I have been reading sci-fi and fantasy books for as long as I can remember – over 20 years, and it is refreshing to see that the publishing industry is no longer afraid to publish a book in a traditionally ‘male’ genre. I wonder how many manuscripts were passed over in the last 50 years because of the belief that men wouldn’t read a sci-fi or fantasy book written by a female author. JK Rowling published the Harry Potter series using the initials ‘JK’, rather than her actual name of Joanne Rowling (no middle name) because her publisher thought that her audience would be largely male and would be put off if they knew she was a woman. (Source: interview with Oprah Winfrey). The irony is that the Harry Potter series has an almost universal appeal, and just as many (if not more) female fans, with JK Rowling herself being a vocal advocate for equal opportunities of all kinds.
And it’s not just female writers that we’re seeing more of.
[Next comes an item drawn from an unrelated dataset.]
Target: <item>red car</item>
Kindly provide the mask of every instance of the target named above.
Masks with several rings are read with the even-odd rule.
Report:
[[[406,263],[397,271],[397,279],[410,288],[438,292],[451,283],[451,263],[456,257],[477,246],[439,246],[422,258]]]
More and more books are featuring female characters as the lead. Again, this is all for the good – but this is where I have something to add to the Guardian article. I think that we need more than just more female authors and more female protagonists. What we need are books that have whole supporting casts that feature woman just as often as they feature men.
Take, for example, the Black Magician Series by Trudi Canavan. Now, I absolutely love these books. I think they’re brilliantly written, exciting, and they were one of the first fantasy novels I ever came across to openly discuss homosexuality in a positive way – AND the lead character is female. That said, Sonea is the only well-rounded and complete female character in the book. The supporting cast is almost entirely made up of men – and the few women who do make it into it are shells of characters, or stereotypes. It doesn’t negate the value of the book – Sonea’s story is powerful precisely because the world is against her, and that includes being an isolated woman in a male-dominated world. I’ve not read any interviews with Canavan, and don’t know if she made a conscious choice to set it up that way or if it was an unconscious development.
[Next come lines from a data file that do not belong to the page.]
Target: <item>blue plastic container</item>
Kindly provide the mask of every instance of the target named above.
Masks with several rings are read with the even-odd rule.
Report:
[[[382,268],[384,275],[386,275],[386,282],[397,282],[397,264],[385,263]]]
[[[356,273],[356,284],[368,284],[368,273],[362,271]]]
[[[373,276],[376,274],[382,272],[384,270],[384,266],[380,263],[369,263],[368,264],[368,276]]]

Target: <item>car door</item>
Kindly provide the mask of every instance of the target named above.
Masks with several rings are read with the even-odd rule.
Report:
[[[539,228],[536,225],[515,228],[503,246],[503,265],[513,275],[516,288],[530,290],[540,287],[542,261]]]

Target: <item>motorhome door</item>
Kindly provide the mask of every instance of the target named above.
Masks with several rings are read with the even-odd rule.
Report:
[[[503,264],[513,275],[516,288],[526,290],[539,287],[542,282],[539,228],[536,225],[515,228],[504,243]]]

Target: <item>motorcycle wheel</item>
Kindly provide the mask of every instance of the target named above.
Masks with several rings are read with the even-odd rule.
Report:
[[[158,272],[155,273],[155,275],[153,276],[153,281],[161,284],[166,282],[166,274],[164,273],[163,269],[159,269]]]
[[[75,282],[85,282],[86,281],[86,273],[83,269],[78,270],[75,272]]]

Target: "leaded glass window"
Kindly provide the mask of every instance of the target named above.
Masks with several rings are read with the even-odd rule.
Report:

If I look through the books I’ve read in the last year or so, I can see the same pattern repeating itself: the Throne of Glass series by Sarah J Maas; The Emperor’s Edge series by Lindsay Buroker; the True Blood series by Charlaine Harris (the books, rather than the TV series), the Divergent series by Veronica Roth, all feature strong female lead characters, written by female authors but surrounded by a largely male supporting cast. Where there are other female characters they far too often end up as stereotypes or caricatures without a developed sense of personality.
This is by no means an exhaustive analysis – do any of you know of books that contradict this? I’d love to read them.
My point, more than anything, is that we can’t just stop at having more female writers and more female heroes – we need to have a variety of characters who are well-developed, and not automatically assumed to be male. This goes for any men writing sci-fi and fantasy too – don’t stick to writing men because that’s what you’re comfortable with. Women shouldn’t be a token presence in these books – they should be as present, varied, and diverse as they are in real life.